De même, et comme la cour d’appel de Lyon le souligne, les cartes professionnelles peuvent faire mention au verso des traductions «‘Berufausweiss für Rechtsanwalt' et 'Advocate's professional identity card’» dès lors que le recto mentionne «seulement le titre 'avocat', titre professionnel d'origine» et que ces traductions ont «seulement pour finalité la preuve de leur qualité d'avocat en France sans que cela leur confère un tel titre dans les pays de l'Union européenne de langue allemande ou anglaise». Il est donc possible de s’adresser à une clientèle étrangère ou maîtrisant les langues étrangères sans porter atteinte à l’exigence d’une communication loyale, claire et transparente.

II - Une interdiction fondée sur la volonté de protéger la profession

Protection des professionnels. L’instance ordinale a également fait valoir que la traduction opérée par les avocats sur leur plaque professionnelle était constitutive d’une usurpation de titres étrangers au détriment de ceux qui en sont les titulaires. Comme la cour d’appel le souligne, le barreau stéphanois n’intervient que pour protéger les professionnels de son ressort en sorte qu’«il importe peur que certains avocats de barreaux extérieurs emploient ces termes, à tort ou à raison». A ce titre, les membres de la profession représentés sont susceptibles de voir leurs intérêts menacés du fait même de la confusion opérée par la traduction du titre sur la plaque professionnelle.

Une situation déloyale à l’égard des avocats exerçant en France et à l’étranger. Cette confusion créé une situation de concurrence déloyale à l’égard de ceux qui, habilités à exercer la profession en France (v., Cass. civ. 1, 19 mars 2009, n° 08-14.734, F-D N° Lexbase : A0924EEX) jouissent également du titre d’avocat à l’étranger et qui sont logiquement autorisés à faire mention de ce titre en application de l’article 1er de la loi du 31 décembre 1971 (loi n° 71-1130 du 31 décembre 1971 portant réforme de certaines professions judiciaires et juridiques,  art. 1er ; le titre d'avocat peut être suivi «d'un titre dont le port est réglementé à l'étranger et permet l'exercice en France des fonctions d'avocat»). Ces avocats ont effectivement obtenu des diplômes leur permettant notamment d’attirer une clientèle étrangère résidant en France et il serait déloyal que des avocats dépourvus de telles qualifications détournent cette clientèle.

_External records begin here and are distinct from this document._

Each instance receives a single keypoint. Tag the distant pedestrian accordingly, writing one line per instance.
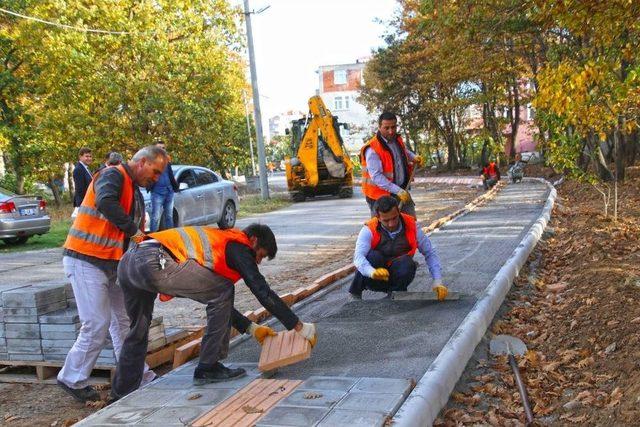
(162, 196)
(111, 213)
(81, 177)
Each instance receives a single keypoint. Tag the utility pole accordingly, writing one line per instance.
(262, 164)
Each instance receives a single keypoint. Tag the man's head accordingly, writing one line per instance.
(85, 156)
(387, 212)
(388, 125)
(148, 164)
(263, 241)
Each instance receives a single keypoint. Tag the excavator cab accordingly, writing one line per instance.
(320, 164)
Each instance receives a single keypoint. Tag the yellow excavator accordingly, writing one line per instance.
(320, 164)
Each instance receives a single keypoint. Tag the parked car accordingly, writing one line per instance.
(22, 217)
(204, 198)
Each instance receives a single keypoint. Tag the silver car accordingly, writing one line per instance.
(204, 198)
(22, 217)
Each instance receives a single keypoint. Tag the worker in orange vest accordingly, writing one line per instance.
(111, 213)
(384, 252)
(387, 165)
(200, 263)
(490, 175)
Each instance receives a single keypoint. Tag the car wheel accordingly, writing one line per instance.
(228, 218)
(15, 240)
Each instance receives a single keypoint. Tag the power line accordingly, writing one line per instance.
(65, 26)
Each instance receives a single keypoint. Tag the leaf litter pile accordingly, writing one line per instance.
(577, 311)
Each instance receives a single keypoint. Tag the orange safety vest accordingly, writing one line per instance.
(410, 229)
(369, 189)
(490, 171)
(91, 232)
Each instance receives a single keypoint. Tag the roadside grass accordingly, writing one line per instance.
(61, 221)
(252, 204)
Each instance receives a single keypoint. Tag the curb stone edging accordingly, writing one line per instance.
(432, 391)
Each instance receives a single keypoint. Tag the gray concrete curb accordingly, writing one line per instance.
(432, 391)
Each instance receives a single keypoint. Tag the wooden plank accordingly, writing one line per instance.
(284, 349)
(249, 404)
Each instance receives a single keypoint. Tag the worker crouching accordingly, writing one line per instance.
(385, 249)
(200, 263)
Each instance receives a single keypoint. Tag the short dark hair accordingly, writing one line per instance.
(387, 115)
(385, 204)
(266, 238)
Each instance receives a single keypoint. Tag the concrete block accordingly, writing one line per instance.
(34, 295)
(383, 385)
(385, 403)
(314, 399)
(328, 383)
(350, 418)
(292, 416)
(22, 330)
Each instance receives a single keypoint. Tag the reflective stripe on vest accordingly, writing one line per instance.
(369, 189)
(92, 233)
(205, 245)
(410, 232)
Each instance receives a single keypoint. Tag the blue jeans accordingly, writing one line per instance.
(161, 202)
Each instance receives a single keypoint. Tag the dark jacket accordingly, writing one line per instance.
(81, 181)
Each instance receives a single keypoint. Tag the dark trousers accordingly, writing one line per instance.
(142, 278)
(402, 270)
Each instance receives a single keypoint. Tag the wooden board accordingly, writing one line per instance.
(423, 296)
(283, 349)
(248, 405)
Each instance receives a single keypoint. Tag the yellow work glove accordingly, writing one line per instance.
(404, 196)
(380, 274)
(260, 332)
(441, 291)
(308, 331)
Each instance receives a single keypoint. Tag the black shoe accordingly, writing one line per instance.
(217, 374)
(83, 395)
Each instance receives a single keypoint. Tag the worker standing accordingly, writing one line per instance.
(387, 165)
(384, 252)
(200, 263)
(111, 213)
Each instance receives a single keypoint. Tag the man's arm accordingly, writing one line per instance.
(430, 256)
(242, 259)
(374, 167)
(363, 246)
(108, 188)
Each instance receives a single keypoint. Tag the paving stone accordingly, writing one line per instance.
(383, 385)
(328, 383)
(292, 416)
(306, 398)
(22, 330)
(175, 416)
(351, 418)
(386, 403)
(65, 316)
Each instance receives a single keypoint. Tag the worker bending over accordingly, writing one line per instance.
(387, 165)
(200, 263)
(384, 252)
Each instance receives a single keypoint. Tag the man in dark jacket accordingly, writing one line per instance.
(82, 175)
(162, 194)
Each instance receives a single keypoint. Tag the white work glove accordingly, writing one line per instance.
(308, 331)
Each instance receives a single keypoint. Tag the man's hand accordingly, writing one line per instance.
(260, 332)
(441, 291)
(404, 196)
(380, 274)
(138, 237)
(308, 331)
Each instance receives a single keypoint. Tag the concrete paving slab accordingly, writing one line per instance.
(351, 418)
(294, 416)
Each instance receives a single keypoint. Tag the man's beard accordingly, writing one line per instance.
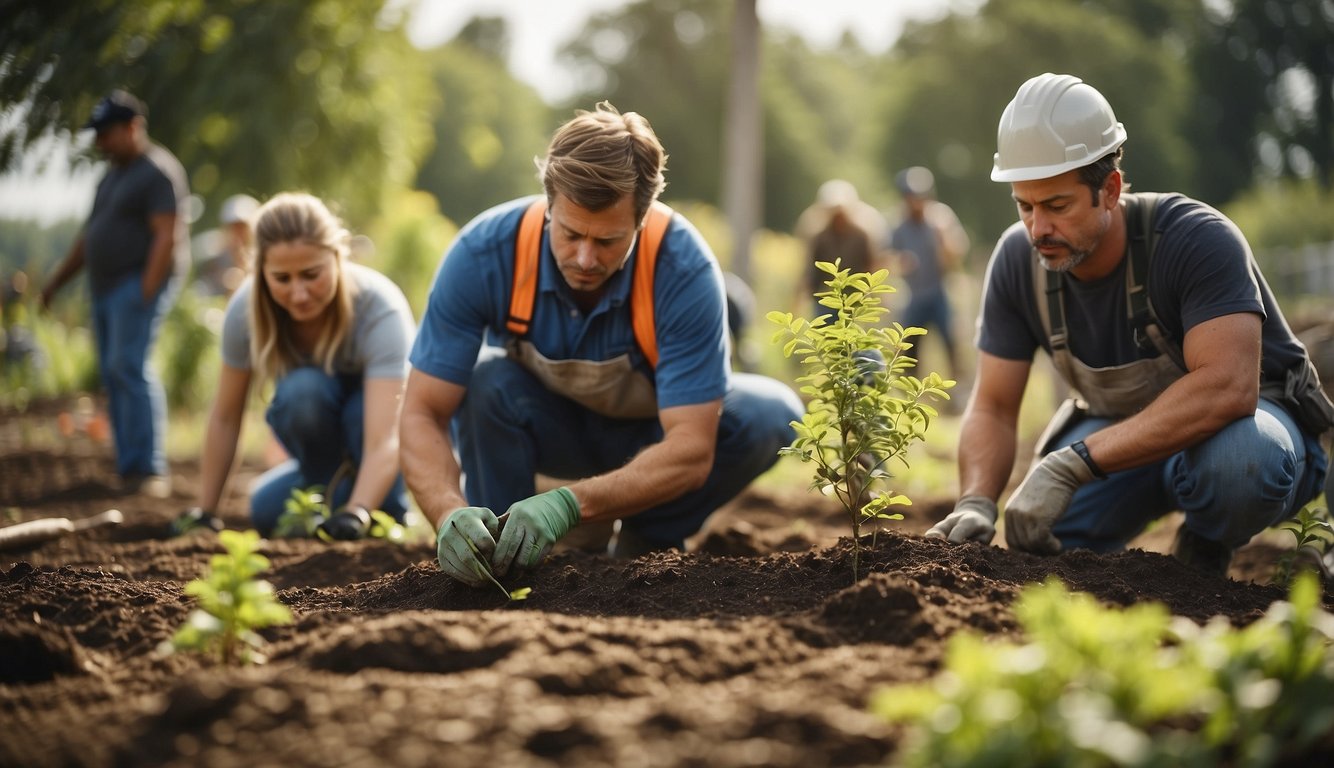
(1074, 259)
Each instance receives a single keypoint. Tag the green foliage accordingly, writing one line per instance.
(327, 96)
(232, 604)
(859, 419)
(482, 567)
(1313, 535)
(1099, 687)
(410, 240)
(303, 512)
(187, 351)
(488, 127)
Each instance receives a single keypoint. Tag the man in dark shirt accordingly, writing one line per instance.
(135, 247)
(1211, 407)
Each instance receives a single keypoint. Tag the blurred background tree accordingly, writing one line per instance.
(326, 96)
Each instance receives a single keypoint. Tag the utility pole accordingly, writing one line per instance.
(743, 140)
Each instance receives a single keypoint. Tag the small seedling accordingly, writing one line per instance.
(232, 604)
(865, 410)
(1313, 535)
(302, 514)
(483, 568)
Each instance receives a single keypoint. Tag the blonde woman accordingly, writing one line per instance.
(334, 339)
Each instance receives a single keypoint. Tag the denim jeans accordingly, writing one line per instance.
(510, 427)
(1253, 474)
(319, 419)
(124, 331)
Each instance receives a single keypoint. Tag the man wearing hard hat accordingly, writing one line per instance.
(1191, 392)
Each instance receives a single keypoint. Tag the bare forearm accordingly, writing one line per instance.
(656, 475)
(219, 454)
(986, 454)
(1194, 408)
(430, 467)
(159, 264)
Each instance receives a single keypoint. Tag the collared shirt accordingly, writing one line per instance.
(470, 302)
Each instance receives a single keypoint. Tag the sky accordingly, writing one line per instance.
(539, 28)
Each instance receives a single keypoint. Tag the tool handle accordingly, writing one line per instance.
(34, 531)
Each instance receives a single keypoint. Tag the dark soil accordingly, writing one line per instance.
(754, 648)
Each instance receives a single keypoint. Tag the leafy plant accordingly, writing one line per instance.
(303, 512)
(1313, 536)
(863, 407)
(232, 604)
(1097, 687)
(483, 568)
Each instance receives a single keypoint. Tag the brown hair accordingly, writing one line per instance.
(1095, 174)
(298, 218)
(599, 156)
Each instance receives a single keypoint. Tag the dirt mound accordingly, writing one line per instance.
(754, 648)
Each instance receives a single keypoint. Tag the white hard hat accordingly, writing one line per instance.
(1054, 124)
(238, 208)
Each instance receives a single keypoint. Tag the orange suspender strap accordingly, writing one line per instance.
(642, 290)
(528, 250)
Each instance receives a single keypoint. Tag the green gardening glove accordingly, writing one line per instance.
(464, 530)
(531, 527)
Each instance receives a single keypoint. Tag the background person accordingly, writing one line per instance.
(135, 247)
(929, 243)
(1219, 420)
(575, 398)
(334, 338)
(223, 272)
(838, 227)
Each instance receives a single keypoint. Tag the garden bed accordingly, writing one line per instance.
(754, 648)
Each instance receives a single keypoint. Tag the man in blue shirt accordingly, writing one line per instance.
(1194, 395)
(136, 250)
(650, 427)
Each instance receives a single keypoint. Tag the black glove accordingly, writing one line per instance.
(347, 524)
(194, 519)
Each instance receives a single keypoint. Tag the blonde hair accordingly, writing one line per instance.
(298, 218)
(600, 156)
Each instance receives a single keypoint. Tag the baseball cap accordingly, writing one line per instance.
(116, 107)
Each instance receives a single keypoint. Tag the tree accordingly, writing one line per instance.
(488, 126)
(1289, 44)
(326, 96)
(950, 82)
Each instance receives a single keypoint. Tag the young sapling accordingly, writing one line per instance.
(232, 603)
(865, 407)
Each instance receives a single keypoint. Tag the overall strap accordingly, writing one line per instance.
(642, 291)
(527, 251)
(527, 259)
(1142, 238)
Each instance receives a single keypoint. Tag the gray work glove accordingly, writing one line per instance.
(464, 530)
(974, 519)
(1042, 499)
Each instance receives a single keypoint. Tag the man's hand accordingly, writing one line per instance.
(531, 527)
(974, 519)
(1043, 498)
(347, 524)
(467, 528)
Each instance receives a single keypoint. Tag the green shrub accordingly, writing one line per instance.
(861, 416)
(232, 604)
(1098, 687)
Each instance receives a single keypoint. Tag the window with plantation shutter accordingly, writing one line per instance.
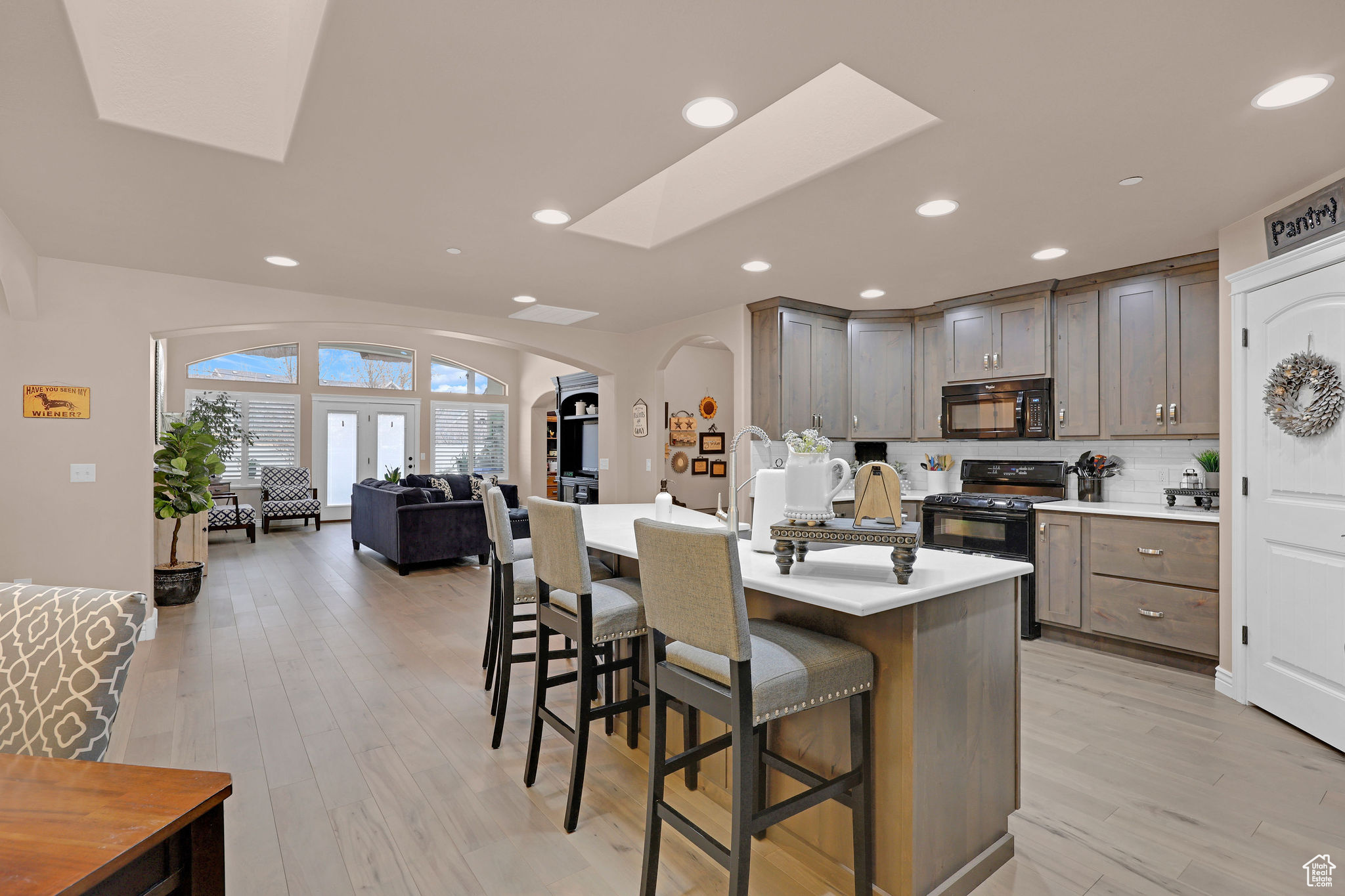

Une situation déloyale à l’égard des avocats exerçant exclusivement à l’étranger. Il en va de même pour les avocats étrangers, et notamment ceux qui, inscrits dans un barreau d’un état membre de l’Union européenne, exercent uniquement sous leur titre d’origine en France. Se trouvant dans la situation exactement contraire de celle décrite en l’espèce, ils sont tenus de ne mentionner leur titre que dans la langue de leur état d’origine. L’article 85 de la loi 31 décembre 1971 dispose en effet que : Le titre professionnel d'origine dont il est fait usage ne peut être mentionné que dans la ou l'une des langues officielles de l'État membre où il a été acquis (loi n° 71-1130 du 31 décembre 1971 portant réforme de certaines professions judiciaires et juridiques ; v., égal., art. 200 du décret n° 91-1197 du 27 novembre 1991 organisant la profession d'avocat et art. 3 de la Directive 77/249CEE du conseil, du 22 mars 1977 tendant à faciliter l'exercice effectif de la libre prestation de services par les avocats). Ainsi, il est tout à fait logique que les avocats qui n’ont ce titre qu’en France soient réciproquement soumis à cette exigence afin que les uns comme les autres jouissent d’une protection contre le risque de déloyauté confraternelle.